A PROMISE TO KEEP: 5%
A Ballot Committee of Citizens for Limited Taxation

 
Barbara Anderson is executive director of Citizens for Limited Taxation. Her syndicated columns appear weekly in the Salem Evening News and the Lowell Sun; bi-weekly in the Tinytown Gazette; and occasionally in other newspapers.


February, 2000

Unlike taxes,
after oil prices go up, they usually come back down

By Barbara Anderson


One good thing about the latest so-called crises is that one of them may cancel out an unacceptable solution to the other. With the cost of gasoline going up because of high oil prices, there might be public resistance to raising the gas tax to pay for the Big Dig cost overruns.

Since I heat a small house with gas and drive a fuel-efficient Honda Civic, I didn't notice that we are having another oil crisis. Actually, I tuned out on the subject of oil crises altogether years ago when I watched a TV reporter do an interview with an Avon Lady, who stated her opinion that the shortage was deliberately caused by oil tankers anchored in Boston Harbor until prices went up. The reporter nodded as if he thought he had just learned something.

Nothing against Avon Ladies, of course, but as a woman myself I have noticed that men seem to know more about fuel stuff than we do. So I asked my partner Chip Ford about the present shortages and he explained the facts of life to me: "When prices are low, producers produce less; then when prices rise, they will produce more because suddenly it's profitable again, and the oil crisis will be over, just like always."

Supply and demand; I've heard of that. Gee, it applies to oil as well as housing, airfares, and beanie babies!

This is not to say that it won't be painful for people who have to pay the unexpected higher cost of home heating oil, a large part of an oil-heated household budget. Now they know how the Commonwealth of Massachusetts feels as the cost of the Big Dig accelerates.

No, actually they don't. None of us can imagine how it feels to deal with a budget shortfall by making other people pay for it. In fact, we are the people that the commonwealth is expecting to pay its construction cost overruns, on top of our higher heating bills and gasoline costs. We are also the people still paying for the last state crisis, with the "temporary" income tax rate increase of 1989. Much of that hike covered the overdue Medicaid bills that the state neglected to pay with our earlier tax payments while the Dukakis administration was faking balanced budgets for its presidential campaign.

And we're the same people who won't be getting back any of the $8.3 billion tobacco company reimbursement for those twice-paid Medicaid bills. Some of it is going to assist assaults on private property rights, like the full-page ad in a Marblehead weekly thanking the Board of Health for banning smoking in all Marblehead restaurants and bars. Beacon Hill plans to keep much of the rest of the reimbursement in a slush fund for future state spending.

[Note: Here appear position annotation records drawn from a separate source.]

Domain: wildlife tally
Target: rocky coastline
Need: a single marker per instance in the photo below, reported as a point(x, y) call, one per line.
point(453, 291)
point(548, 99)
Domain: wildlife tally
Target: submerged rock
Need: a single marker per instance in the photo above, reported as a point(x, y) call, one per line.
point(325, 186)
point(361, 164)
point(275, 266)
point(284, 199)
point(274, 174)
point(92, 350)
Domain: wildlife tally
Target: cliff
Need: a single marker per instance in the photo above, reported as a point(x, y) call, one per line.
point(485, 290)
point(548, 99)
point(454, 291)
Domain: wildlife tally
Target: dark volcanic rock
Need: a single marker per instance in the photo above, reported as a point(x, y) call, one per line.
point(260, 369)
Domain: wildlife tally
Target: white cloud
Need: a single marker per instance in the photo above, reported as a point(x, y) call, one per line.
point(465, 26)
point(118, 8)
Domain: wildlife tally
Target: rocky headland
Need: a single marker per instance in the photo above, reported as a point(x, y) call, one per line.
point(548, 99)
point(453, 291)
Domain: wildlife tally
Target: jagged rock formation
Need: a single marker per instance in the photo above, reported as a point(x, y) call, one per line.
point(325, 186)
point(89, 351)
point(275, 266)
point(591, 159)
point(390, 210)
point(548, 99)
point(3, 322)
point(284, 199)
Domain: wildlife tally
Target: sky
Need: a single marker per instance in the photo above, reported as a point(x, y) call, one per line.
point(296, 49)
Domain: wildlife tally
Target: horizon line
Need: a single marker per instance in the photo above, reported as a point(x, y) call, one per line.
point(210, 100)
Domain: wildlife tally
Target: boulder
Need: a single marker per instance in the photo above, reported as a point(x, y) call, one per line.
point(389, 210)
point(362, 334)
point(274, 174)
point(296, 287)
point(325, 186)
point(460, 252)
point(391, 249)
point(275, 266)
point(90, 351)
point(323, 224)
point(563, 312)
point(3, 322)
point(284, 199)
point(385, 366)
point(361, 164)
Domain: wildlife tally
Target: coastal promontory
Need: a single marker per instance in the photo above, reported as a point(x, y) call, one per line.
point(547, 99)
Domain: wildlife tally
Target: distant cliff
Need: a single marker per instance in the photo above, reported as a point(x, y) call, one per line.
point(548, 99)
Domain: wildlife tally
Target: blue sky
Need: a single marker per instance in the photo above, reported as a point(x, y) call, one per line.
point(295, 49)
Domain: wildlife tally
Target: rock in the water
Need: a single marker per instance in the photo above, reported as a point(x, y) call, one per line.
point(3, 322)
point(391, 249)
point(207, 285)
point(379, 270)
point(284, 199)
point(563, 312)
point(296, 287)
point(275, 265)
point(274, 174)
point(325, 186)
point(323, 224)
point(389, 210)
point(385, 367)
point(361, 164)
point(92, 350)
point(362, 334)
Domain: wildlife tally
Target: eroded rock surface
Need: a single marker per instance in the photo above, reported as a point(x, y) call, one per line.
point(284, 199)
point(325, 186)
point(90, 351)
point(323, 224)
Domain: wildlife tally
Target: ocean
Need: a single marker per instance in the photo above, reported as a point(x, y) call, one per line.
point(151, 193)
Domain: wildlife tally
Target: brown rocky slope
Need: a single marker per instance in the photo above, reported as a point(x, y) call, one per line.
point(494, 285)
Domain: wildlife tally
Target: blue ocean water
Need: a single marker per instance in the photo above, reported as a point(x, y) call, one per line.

Slush funds are very big on Beacon Hill these days. There is a $1.6 billion "rainy day fund" in case the economy slows down and the government wants to keep growing fast. There is a capital reserve fund so there'll always be money for taxpayer-subsidized convention centers, modern art galleries and sports stadiums. There's even a "welfare reform fund" in case welfare reform doesn't work and the state wants to put people back on the dole.

Despite a total of twelve billion dollars in slush funds and tobacco settlements, Massachusetts politicians can't think of any way to deal with the Big Dig shortfall except by raising our drivers' fees and, sooner or later, highway tolls. Incredibly, some of them even want to increase the gasoline tax again.

Meanwhile, some of the same legislators who are decrying home heating oil costs are unwilling to help their constituents pay them by cutting the income tax rate or sharing the tobacco company reimbursement. In fact, the Massachusetts House just rejected a Republican proposal to temporarily release truckers from the diesel fuel tax while the prices are so high.

The gasoline prices and taxes hurt not only all drivers but all consumers, as much of the higher trucking costs are passed on to us in the price of the goods delivered.

We may not like the big oil companies who didn't plan properly for this year's oil needs, but at least when the cost of oil drops they will lower the price again, and consumers will pay less. If the state government were in charge of oil, the price would just keep going up forever. That's the Beacon Hill law of supply and demand: whatever the legislature demands, we taxpayers supply, until we finally stand up and say, "enough."